[Said to self: Man, this Jacobs is one insightful Lutheran! Why not share with others the fruit of today's study? And so...]
God called other beings into existence in order to communicate to them His own goodness and happiness. In communicating these gifts, He manifests His glory to the highest degree. (43)
The Son of God was, therefore, the model according to which man was created. (48)
Happy and holy as man was when created, there were within him possibilites for the infinite development of all that the divine image included. The reflection of the Infinite within the finite implied that the finite should ever approach more nearly to the perfection of the Infinite. The image of God in Adam was only the feeblest germ of what was to proceed from it. (49)
If angels or men ultimately attain a state of perfection, in which they are removed from the possibility of doing otherwise, or being otherwise than God desires, such impeccability is not an original endowment, but is the fruit and reward of effort and struggle. The holiness in which men and angels were created was an undeveloped holiness, viz., a potential, but not an absolute impeccability. (54)
The sum total of humanity was in the first pair. By their obedience, the race would have risen above the possibility of a fall. By their disobedience, the whole race fell with them into the state of sin. (55)
The union of God with man was man's life, as first created; the sunderance of God from man by man's apostasy and sin was his death. For what the soul is to the body, that God is to the soul. Man had turned from God, and involuntarily lost God, and could not regain Him, until God would Himself re-enter into a communion of life and love with man. (56)
Redemption is no afterthoguht in God's mind, simply for the purpose of counteracting and thwarting what He either could not or would not prevent. (64)
The world was created, in order that, in Redemption, it might be the theatre for the display of God's love. (65)
What is lost in Adam is far more than regained in Christ. (65)
...man was created, in order, by the appropriation of Redemption, through a long continued conflict with sin, to attain among God's countless creatures and highest intelligences, the very next place to the throne of God Himself....to share eternally the blessedness and glory of God's own nature. (65)
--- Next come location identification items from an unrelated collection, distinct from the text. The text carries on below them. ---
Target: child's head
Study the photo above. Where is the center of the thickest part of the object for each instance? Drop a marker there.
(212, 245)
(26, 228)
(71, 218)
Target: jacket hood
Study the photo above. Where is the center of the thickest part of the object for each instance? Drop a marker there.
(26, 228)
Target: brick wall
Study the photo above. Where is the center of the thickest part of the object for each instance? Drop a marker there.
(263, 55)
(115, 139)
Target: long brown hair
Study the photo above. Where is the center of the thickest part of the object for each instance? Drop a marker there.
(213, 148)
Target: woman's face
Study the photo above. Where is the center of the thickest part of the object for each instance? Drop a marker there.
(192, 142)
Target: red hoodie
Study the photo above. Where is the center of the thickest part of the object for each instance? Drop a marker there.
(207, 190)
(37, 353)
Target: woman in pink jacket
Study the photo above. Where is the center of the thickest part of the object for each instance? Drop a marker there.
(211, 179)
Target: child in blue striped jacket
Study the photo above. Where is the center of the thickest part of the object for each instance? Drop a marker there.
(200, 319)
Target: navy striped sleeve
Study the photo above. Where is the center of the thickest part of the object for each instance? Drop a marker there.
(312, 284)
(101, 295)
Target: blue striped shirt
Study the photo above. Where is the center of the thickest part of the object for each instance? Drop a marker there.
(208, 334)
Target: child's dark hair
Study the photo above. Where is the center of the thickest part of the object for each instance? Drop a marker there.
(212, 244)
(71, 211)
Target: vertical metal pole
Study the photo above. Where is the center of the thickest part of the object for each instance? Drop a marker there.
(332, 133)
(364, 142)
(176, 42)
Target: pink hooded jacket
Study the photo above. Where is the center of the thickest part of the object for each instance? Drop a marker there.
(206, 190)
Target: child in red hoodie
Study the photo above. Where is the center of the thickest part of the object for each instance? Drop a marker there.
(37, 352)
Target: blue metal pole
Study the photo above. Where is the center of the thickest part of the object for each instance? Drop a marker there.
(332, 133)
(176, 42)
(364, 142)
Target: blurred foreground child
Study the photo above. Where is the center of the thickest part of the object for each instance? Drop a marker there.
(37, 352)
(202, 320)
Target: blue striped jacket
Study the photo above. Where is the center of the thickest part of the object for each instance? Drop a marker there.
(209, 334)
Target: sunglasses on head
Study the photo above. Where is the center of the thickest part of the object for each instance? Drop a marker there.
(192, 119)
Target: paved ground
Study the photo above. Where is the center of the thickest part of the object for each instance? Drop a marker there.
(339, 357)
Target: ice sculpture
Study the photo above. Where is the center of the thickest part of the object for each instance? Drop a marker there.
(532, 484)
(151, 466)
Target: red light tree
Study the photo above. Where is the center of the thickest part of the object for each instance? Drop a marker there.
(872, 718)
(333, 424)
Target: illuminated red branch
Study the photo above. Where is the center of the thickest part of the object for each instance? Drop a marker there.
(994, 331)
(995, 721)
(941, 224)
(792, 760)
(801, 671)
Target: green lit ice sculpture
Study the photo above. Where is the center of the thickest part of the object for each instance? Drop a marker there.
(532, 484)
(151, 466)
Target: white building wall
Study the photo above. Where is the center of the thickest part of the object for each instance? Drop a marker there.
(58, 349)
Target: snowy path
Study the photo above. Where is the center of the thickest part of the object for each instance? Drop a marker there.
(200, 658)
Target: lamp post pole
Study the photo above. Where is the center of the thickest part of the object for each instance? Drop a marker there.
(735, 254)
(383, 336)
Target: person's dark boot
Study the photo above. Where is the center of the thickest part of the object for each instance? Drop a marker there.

While man is helpless to deliver himself, or to prepare himself for divine grace, or even to respond to this grace as it approaches him, and thus his acceptance of God's grace comes from new powers which grace has brought, nevertheless, the freedom of the will is preserved in man's ability to resist God's grace. All man's help must thus come from God; all his ruin comes from himself. (67)
Every child is born a child of wrath and a child of grace. It is a child of wrath, since by inheritance its state is that of spiritual death. It is a child of grace, in so far as it has been comprised in the Scheme of Redemption, and the love and mercy of God that devised that scheme go forth in efforts for the application to it of this Redemption. It remains a child of wrath so far as the efforts of divine grace to aid it are defeated by the perverse resistance of its will. It become a child of grace, not only potentially, but in reality, when divine grace overcomes the natural resistance of its will, and it submits to God; the state of regeneration succeeding that of spiritual death. (67,68)
1 comment:
Pr. Weedon:
I have enjoyed reading articles and books by Jacobs. His 1905 "A Summary of the Christian Faith" is a good one-volume dogmatics text (much deeper than "Elements of Religion") that I find myself turning to when a parishioner may have a question on a topic, or when I want to do some preliminary digging on a doctrinal topic. [That book is available as an e-text at http://www.ctsfw.edu/etext/jacobs/ or you can usually get it pretty cheaply from Bookfinder.]
His work on church and ministry is worth reading and study (even having an article on the Female Diaconate), especially the idea that the Office of the Ministry does not derive from the spiritual priesthood.
Hmm........ Your post reminds me I should be working on STM thesis research on that. Thanks.